Showing posts with label Benh Zeitlin. Show all posts
Showing posts with label Benh Zeitlin. Show all posts

Friday, May 25, 2012

Cannes '12 Review: "Beasts of the Southern Wild" [Un Certain Regard]


I've heard many refer to Benh Zeitlin's Beasts of the Southern Wild as the film that "isn't in competition for the Palme D'Or, but really should be." Consider me among the unconvinced. Despite its intriguing premise and a few standout technical aspects, this Sundance hit (which  one major critic referred to as the best film to play at Sundance in over  a decade) suffers from clumsy symbolism, a repetitive first act, and performances that are either off-base or simply so thin that they are in danger of evaporating. 

Set in the fictional Bath Tub, a region of the Louisiana swamplands, Zeitlin's film centers on the relationship between five year old Hushpuppy (Quvenzhane Wallis) and her father Wink (Dwight Henry). One day Wink falls ill, for reasons not entirely clear, and Hushpuppy must set out to set things right. But before the story proper can really settle in, Zeitlin seems intent on keeping us in an unbroken loop of scenes. There's a look a the poverty, the people, and then BAM! the score (which is, to be fair, phenomenal) swells and we get voice over from Hushpuppy telling us how the people in the Bath Tub always pull together in hard times. It's actually great in a celebration scene involving chaotic fireworks, but other times it feels like Zeitlin is trying too hard to create his environment. The production design is already astounding, and not just for its low budget, yet the writer/director insists on hammering the conditions of the characters home over and over again.

And even when things do kick into gear, Beasts fails to ever gain any sense of narrative momentum, even as it introduces a group of fearsome creatures who awaken after being unfrozen in the South Pole (wow...subtle...). The world the story takes place in (the future? a slightly modified version of the present?) is strongly realized, yet it feels like little comes of it, even with the stakes involved. Weaker still are the performances. Henry brings a volatile, tough-as-nails energy to Wink, and he certainly gets your attention. The character, perhaps more due to the writing, goes through jarring outbursts of anger and violence don't feel entirely earned. I have no problem with Wink as a father who so insistent of teaching his child to survive that he treats her too harshly, but the way Zeitlin and Henry bring it life on screen is distracting. Yet at the very least, Henry feels like he's giving an actual performance. Wallis, on the other hand, comes off like any other small child going through the motions and doing what she's told. Yes, it might sound "real," but that doesn't mean it sounds convincing. Only in one key scene does she actually feel like she's performing and emoting, rather than simply reading lines because someone told her to.

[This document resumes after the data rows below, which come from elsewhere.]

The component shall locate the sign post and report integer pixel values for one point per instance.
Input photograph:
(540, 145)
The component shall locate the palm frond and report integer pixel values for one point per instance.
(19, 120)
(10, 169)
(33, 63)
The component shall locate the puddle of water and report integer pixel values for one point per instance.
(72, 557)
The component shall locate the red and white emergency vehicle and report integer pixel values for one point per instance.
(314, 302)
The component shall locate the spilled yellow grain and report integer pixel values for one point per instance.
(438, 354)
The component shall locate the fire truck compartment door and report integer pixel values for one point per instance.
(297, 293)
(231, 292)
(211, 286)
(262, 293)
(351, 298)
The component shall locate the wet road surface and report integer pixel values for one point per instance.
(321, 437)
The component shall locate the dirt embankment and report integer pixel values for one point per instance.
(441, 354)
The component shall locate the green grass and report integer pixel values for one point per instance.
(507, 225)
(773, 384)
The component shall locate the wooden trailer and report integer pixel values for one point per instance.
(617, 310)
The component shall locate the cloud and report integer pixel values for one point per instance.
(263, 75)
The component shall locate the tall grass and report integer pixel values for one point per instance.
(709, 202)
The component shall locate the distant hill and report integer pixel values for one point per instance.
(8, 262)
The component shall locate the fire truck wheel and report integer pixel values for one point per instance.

Worse is the way the plot tries to bring in parallels to the aftermath of Hurricane Katrina, which muddles the focus. Yet nothing disappoints more than Zeitlin's handling of the titular  beasts, whose symbolism does become apparent, only to make you question to point of them. The scope of Zeitlin's vision has to be admired, but not his execution. The character arcs feel week despite the potential, and the attempts at some sort of deep southern magical realism never click. An admirable attempt, but ultimately a misfire that deserves little attention. Except for the score, that is. That deserves a standing ovation.